After an evaluation, GNOME has moved from Bugzilla to GitLab. Learn more about GitLab.
No new issues can be reported in GNOME Bugzilla anymore.
To report an issue in a GNOME project, go to GNOME GitLab.
Do not go to GNOME Gitlab for: Bluefish, Doxygen, GnuCash, GStreamer, java-gnome, LDTP, NetworkManager, Tomboy.
Bug 615777 - Gnumeric mangles dates from Excel .xlsx files
Gnumeric mangles dates from Excel .xlsx files
Status: RESOLVED FIXED
Product: Gnumeric
Classification: Applications
Component: import/export MS Excel (tm)
1.8.x
Other Linux
: Normal normal
: ---
Assigned To: Jody Goldberg
Jody Goldberg
Depends on:
Blocks:
 
 
Reported: 2010-04-14 19:33 UTC by Penelope Fudd
Modified: 2010-04-15 04:42 UTC
See Also:
GNOME target: ---
GNOME version: ---


Attachments
Spreadsheet showing the problem (27.53 KB, application/vnd.openxmlformats-officedocument.spreadsheetml.sheet)
2010-04-14 19:33 UTC, Penelope Fudd
Details

Description Penelope Fudd 2010-04-14 19:33:03 UTC
Created attachment 158750 [details]
Spreadsheet showing the problem

I've been given an excel file in .xlsx format, and some dates are off by about four years.

See the attached file: on worksheet 1 (Soil sample), cells D3:D28; the dates should be in 2007, but instead appear as 2003.

Oddly enough, the dates on worksheet 2 (DW-Extraction-Quantification), cells G2:I29 have the correct year.

Opening the file with Openoffice 3.1.1 gives the correct dates.

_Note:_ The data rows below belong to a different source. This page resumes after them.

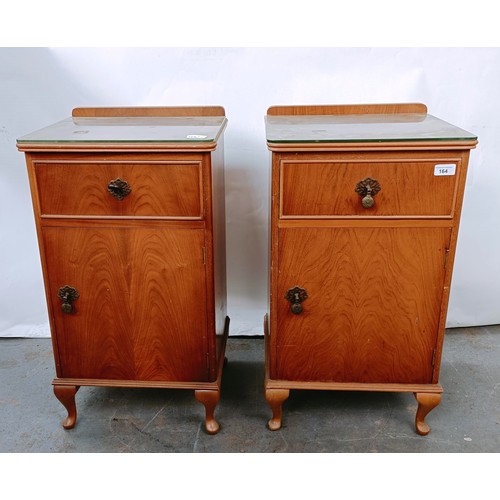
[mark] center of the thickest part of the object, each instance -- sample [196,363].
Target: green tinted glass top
[361,128]
[130,129]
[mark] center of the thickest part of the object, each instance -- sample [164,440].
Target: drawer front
[120,189]
[327,189]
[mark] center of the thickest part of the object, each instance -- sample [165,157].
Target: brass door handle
[119,188]
[295,296]
[367,188]
[67,295]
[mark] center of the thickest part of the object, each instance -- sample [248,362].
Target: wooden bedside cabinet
[129,210]
[365,210]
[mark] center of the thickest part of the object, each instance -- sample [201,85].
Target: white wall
[39,86]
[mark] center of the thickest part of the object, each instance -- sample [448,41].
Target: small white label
[445,169]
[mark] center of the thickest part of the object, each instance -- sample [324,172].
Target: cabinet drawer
[326,189]
[166,189]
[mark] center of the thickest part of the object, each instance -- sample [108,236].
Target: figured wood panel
[327,188]
[163,189]
[141,314]
[374,303]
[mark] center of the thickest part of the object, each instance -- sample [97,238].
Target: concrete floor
[155,420]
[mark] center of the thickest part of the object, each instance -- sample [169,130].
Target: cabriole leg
[275,398]
[66,395]
[209,399]
[426,402]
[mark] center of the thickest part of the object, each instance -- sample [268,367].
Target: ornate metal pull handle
[119,188]
[67,295]
[296,295]
[367,188]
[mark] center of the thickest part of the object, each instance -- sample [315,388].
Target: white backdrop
[39,86]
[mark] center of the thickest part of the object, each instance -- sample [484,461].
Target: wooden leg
[275,398]
[426,402]
[209,399]
[66,395]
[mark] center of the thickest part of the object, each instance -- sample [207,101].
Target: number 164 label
[445,169]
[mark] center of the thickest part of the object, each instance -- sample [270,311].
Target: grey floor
[155,420]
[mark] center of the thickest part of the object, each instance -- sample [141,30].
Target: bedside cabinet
[129,211]
[365,210]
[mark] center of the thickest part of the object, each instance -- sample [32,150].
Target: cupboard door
[141,312]
[373,306]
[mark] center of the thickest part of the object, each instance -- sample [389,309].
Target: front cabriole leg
[209,399]
[427,401]
[66,395]
[275,398]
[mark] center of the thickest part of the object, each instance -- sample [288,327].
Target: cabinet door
[373,307]
[141,312]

This is on a Fedora 11 system, which is kept up-to-date with yum nightly.  The rpm is gnumeric-1.8.4-5.fc11.i586.rpm.
Comment 1 Andreas J. Guelzow 2010-04-15 01:48:59 UTC
Are you sure that Openoffice gives the correct dates? 

With OOo 3.1.1 I see:

on "Soil Samples" D3: 22/10/2007
on "...Extraction..." G2: 11-Aug-11

while current Gnumeric yields:

on "Soil Samples" D3: 10-21-03
on "...Extraction..." G2: 21-Aug-07

In both sstems the serial numbers of those cells are 37915 and 39315 respectively. So the difference is the null date (ie. the date with serial number 0.)

Considering that the file really stores the serial numbers and I suspect that these dates are supposed to be in th e2007, Excel appears to use different null dates on different sheets (perhaps these sheets originated on different machines.)

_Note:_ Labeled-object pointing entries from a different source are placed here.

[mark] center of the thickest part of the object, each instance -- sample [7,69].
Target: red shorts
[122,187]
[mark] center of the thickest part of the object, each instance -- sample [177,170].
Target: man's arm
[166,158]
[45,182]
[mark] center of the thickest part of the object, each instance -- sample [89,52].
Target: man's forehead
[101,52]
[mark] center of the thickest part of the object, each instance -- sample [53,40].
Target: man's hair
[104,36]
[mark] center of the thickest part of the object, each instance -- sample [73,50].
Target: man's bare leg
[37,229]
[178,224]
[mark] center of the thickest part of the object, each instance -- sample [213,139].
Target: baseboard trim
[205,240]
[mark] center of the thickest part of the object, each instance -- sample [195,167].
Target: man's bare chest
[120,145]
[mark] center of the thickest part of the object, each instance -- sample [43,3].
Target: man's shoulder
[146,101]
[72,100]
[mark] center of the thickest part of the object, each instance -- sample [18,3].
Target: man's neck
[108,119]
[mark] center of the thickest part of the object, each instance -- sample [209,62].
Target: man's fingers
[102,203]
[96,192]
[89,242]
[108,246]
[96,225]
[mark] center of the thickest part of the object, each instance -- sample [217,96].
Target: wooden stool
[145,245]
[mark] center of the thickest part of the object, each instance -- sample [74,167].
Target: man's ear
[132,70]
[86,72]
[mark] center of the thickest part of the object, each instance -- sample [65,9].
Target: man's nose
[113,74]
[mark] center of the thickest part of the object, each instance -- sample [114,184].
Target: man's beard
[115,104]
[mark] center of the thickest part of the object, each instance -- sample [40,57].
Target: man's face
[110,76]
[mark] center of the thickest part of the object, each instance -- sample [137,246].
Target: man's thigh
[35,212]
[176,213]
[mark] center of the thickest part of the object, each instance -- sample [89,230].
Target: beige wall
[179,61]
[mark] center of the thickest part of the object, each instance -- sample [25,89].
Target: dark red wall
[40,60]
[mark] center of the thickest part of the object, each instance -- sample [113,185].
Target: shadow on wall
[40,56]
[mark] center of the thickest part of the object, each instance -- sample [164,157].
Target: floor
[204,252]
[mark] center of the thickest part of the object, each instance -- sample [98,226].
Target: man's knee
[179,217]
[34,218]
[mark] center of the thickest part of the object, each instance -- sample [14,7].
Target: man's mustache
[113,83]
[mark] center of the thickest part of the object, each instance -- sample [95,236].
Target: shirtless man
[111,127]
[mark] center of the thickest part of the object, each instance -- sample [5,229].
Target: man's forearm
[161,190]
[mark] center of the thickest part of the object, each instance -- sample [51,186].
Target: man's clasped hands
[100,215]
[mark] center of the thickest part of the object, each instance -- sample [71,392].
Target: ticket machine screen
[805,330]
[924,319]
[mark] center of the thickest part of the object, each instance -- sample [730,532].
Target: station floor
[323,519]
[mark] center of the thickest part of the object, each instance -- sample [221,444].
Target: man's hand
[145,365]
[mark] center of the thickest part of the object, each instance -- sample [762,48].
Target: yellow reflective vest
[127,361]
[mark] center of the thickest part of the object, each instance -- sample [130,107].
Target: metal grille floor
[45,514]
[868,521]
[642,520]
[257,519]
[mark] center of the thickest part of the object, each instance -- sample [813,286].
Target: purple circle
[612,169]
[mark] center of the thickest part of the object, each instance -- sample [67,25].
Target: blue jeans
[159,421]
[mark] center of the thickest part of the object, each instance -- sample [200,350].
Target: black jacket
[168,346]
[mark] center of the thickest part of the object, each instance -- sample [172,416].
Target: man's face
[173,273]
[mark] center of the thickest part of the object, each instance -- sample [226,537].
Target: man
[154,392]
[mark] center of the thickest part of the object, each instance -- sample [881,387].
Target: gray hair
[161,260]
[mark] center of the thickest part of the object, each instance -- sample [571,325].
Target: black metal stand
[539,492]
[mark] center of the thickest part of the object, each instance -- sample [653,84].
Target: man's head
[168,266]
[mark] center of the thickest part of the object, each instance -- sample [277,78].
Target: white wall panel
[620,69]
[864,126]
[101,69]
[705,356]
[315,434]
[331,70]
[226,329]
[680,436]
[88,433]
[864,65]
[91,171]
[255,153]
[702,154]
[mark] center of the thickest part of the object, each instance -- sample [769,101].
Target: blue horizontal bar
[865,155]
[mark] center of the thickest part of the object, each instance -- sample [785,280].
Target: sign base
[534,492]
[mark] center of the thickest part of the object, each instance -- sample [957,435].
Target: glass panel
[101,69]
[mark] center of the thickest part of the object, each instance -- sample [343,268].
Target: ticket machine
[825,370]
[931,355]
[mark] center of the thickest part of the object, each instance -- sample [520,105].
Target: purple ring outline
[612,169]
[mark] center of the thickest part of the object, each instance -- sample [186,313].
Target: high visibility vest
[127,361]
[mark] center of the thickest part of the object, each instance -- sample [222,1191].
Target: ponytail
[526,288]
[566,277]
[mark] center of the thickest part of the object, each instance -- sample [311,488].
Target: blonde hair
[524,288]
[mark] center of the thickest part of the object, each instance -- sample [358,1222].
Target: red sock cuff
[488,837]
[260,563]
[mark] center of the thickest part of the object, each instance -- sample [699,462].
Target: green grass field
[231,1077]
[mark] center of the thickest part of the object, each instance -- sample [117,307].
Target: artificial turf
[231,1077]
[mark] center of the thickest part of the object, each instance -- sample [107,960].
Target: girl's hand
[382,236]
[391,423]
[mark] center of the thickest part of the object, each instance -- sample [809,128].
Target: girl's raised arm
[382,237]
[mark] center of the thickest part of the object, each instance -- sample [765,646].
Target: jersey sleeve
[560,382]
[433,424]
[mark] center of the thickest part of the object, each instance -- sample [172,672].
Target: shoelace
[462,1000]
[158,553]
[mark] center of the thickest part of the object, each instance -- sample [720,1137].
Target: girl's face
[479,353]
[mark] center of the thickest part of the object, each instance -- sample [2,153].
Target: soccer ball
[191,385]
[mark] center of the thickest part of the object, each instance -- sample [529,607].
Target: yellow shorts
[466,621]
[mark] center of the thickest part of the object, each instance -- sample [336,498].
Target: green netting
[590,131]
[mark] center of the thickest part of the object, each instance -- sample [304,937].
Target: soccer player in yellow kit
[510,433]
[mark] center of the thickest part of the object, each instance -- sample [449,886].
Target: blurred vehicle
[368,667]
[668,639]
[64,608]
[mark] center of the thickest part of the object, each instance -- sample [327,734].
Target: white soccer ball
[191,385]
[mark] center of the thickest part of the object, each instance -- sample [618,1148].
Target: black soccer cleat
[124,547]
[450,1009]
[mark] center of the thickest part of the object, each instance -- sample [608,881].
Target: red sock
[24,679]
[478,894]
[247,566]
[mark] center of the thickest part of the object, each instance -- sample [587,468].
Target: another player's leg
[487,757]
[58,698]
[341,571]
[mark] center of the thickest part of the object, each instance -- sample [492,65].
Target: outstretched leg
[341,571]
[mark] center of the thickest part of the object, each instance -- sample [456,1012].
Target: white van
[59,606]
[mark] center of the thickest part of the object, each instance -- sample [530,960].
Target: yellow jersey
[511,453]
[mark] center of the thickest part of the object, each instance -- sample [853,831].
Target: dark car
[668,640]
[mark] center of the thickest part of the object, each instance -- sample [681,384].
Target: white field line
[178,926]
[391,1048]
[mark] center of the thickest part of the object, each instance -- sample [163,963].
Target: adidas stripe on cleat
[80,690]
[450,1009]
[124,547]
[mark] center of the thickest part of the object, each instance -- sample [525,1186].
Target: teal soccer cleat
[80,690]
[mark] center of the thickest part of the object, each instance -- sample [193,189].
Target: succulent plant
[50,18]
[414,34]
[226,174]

OOo uses a null date for these files of 1994/1/1 while gnumeric uses a null date of 1899/12/31 with a skip of 1 after 1900/2/28.

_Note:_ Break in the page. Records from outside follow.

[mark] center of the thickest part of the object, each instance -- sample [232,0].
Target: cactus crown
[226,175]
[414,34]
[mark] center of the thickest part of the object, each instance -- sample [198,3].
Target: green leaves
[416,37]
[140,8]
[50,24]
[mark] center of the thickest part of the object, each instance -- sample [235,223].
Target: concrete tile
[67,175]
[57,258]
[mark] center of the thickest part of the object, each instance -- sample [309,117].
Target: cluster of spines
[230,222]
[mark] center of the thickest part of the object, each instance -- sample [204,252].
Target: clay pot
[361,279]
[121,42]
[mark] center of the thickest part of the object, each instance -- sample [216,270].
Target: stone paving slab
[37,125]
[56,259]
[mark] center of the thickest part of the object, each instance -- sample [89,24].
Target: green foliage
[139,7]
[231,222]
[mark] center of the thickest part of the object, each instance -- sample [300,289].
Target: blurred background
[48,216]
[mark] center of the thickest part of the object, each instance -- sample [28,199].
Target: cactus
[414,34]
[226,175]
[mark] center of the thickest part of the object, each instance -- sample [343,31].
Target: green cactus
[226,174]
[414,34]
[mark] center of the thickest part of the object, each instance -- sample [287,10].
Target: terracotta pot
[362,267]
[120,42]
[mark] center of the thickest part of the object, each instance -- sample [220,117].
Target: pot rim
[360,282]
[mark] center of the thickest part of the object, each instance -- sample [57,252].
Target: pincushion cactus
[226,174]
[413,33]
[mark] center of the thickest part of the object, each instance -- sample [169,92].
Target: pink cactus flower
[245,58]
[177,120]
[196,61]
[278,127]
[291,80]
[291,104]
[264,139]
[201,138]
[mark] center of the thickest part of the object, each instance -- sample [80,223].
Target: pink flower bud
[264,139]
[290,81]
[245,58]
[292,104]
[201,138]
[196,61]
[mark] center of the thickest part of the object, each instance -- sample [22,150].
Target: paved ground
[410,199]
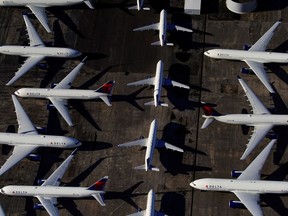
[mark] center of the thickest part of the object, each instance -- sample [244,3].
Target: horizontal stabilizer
[106,100]
[106,88]
[207,121]
[143,167]
[152,103]
[172,147]
[88,3]
[157,43]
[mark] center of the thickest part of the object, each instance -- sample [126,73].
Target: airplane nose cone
[2,191]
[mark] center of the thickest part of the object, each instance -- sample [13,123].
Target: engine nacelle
[50,106]
[236,173]
[40,181]
[236,204]
[43,66]
[246,47]
[41,130]
[53,85]
[246,71]
[34,157]
[38,206]
[272,135]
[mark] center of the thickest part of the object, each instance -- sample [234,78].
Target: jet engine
[34,157]
[38,206]
[236,204]
[236,173]
[246,71]
[40,181]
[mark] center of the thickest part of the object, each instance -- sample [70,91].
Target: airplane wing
[141,213]
[178,28]
[139,142]
[148,27]
[28,64]
[55,177]
[169,82]
[19,152]
[162,144]
[251,202]
[48,205]
[61,106]
[260,72]
[40,13]
[34,38]
[253,171]
[25,125]
[257,105]
[149,81]
[67,81]
[258,134]
[262,43]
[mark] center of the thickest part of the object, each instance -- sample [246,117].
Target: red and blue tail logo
[106,88]
[99,185]
[209,111]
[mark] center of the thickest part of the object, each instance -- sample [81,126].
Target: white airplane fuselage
[242,55]
[150,204]
[39,3]
[158,83]
[151,142]
[59,93]
[253,119]
[38,140]
[235,185]
[28,51]
[162,27]
[47,191]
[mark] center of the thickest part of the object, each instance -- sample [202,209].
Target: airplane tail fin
[208,121]
[143,167]
[152,103]
[89,4]
[99,185]
[106,88]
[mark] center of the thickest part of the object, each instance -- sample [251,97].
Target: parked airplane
[150,206]
[262,120]
[158,81]
[255,56]
[61,93]
[150,143]
[38,7]
[27,139]
[162,26]
[139,6]
[247,186]
[36,52]
[48,192]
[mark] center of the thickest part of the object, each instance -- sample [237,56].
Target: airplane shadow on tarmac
[174,134]
[173,204]
[273,200]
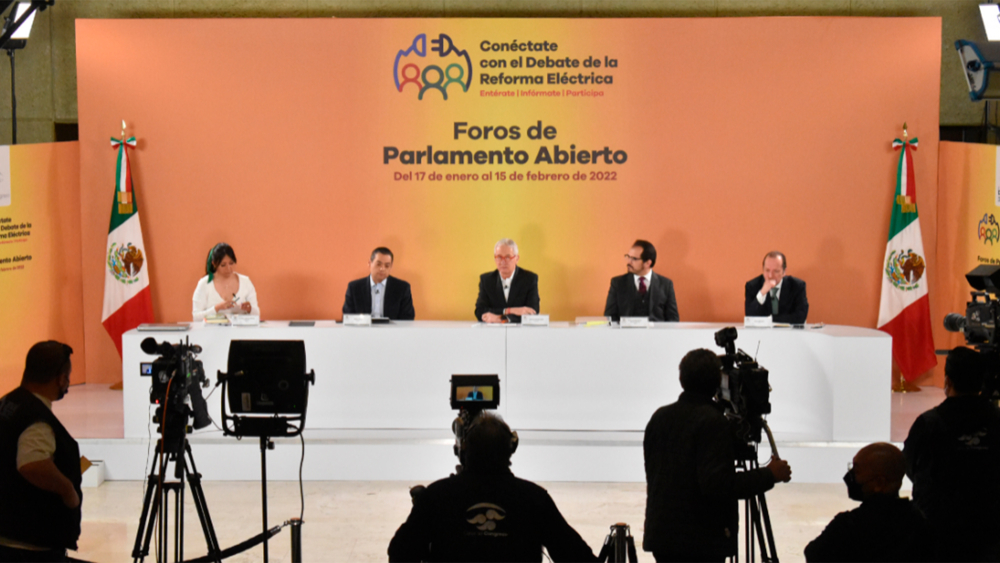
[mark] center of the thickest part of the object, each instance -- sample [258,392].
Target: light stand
[16,29]
[267,388]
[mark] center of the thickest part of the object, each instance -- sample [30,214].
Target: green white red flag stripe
[904,309]
[127,300]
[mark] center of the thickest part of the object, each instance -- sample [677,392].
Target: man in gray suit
[641,292]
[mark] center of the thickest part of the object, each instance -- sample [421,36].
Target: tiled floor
[354,521]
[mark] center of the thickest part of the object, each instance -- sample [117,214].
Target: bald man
[885,527]
[953,456]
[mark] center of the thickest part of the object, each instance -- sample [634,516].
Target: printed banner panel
[40,276]
[307,143]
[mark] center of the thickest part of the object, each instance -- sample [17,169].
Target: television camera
[979,323]
[177,381]
[745,394]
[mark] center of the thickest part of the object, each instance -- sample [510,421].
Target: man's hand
[766,288]
[46,476]
[780,469]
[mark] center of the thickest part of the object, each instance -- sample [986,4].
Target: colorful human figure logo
[451,66]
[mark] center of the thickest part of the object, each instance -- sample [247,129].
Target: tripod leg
[263,487]
[150,508]
[768,530]
[201,505]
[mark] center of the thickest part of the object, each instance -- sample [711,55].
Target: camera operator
[485,513]
[885,527]
[39,463]
[952,456]
[692,485]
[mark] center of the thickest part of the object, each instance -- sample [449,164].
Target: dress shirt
[647,277]
[378,297]
[777,292]
[506,283]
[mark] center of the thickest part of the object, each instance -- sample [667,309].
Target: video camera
[470,396]
[177,377]
[744,394]
[980,322]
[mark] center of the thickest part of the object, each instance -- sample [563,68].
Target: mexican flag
[127,302]
[904,311]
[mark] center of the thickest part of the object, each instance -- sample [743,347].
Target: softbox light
[977,69]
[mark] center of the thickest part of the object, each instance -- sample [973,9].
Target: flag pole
[901,385]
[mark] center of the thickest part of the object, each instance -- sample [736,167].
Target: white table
[829,384]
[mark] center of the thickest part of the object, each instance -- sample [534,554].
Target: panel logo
[988,230]
[125,262]
[904,269]
[451,67]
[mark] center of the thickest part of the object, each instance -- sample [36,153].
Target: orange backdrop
[742,136]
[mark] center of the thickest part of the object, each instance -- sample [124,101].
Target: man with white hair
[507,293]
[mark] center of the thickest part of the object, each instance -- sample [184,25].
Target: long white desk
[829,384]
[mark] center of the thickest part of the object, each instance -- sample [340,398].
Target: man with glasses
[641,292]
[508,292]
[773,293]
[39,463]
[380,295]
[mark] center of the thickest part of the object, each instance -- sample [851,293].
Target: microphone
[150,347]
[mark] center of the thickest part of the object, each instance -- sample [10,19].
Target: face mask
[854,489]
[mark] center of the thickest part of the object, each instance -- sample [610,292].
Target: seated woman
[223,290]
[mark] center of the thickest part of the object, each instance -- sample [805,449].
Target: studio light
[16,29]
[991,20]
[977,70]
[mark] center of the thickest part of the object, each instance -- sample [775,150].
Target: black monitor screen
[267,377]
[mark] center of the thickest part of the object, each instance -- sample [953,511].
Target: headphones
[463,432]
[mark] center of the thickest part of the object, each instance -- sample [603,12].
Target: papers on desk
[590,322]
[167,327]
[535,320]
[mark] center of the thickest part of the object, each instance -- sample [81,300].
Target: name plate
[243,320]
[535,320]
[758,322]
[357,320]
[635,322]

Note that by default OOo uses a null date of 1899/12/30 but adjusts it for these files. Gnumeric's adjustment is not triggered.
Comment 2 Andreas J. Guelzow 2010-04-15 01:54:53 UTC
Note that rather than 11-Aug-11 it should have been 22-Aug-11.

If I open this file in Excel 2007 I get the same dates as OOo. Are those 2011 dates correct?
Comment 3 Andreas J. Guelzow 2010-04-15 03:56:55 UTC
To cite from the "Open Office XML" standard:

"  3.16.9.1 Date Representation
(...)
   There are two different bases for serial values:
          In the 1900 date base system, the lower limit is January 1, 1900, which has serial value 1. The upper-limit is December 31, 9999, which has serial value 2,958,465.
          In the 1904 date base system, the lower limit is January 1, 1904, which has serial value 0. The upper-limit is December 31, 9999, which has serial value 2,957,003.

   As to which date base system an implementation uses by default or whether it allows its users to switch between date base systems, is unspecified.
"

So unless there is some specification in the file of which date system is used (which I haven't found yet), this should be considered an "Open Office XML" bug.
Comment 4 Andreas J. Guelzow 2010-04-15 04:18:14 UTC
Okay: Part 4/3.2.28 of "Open Office XML" gives a workbook property:

date1904 (Date 1904) which defaults to FALSE. If it is set to TRUE we should interpret serial numbers relative to 1904/1/1.

We apparently are ignoring this setting for this document.
Comment 5 Andreas J. Guelzow 2010-04-15 04:42:38 UTC
This problem has been fixed in the development version. The fix will be available in the next major software release. Thank you for your bug report.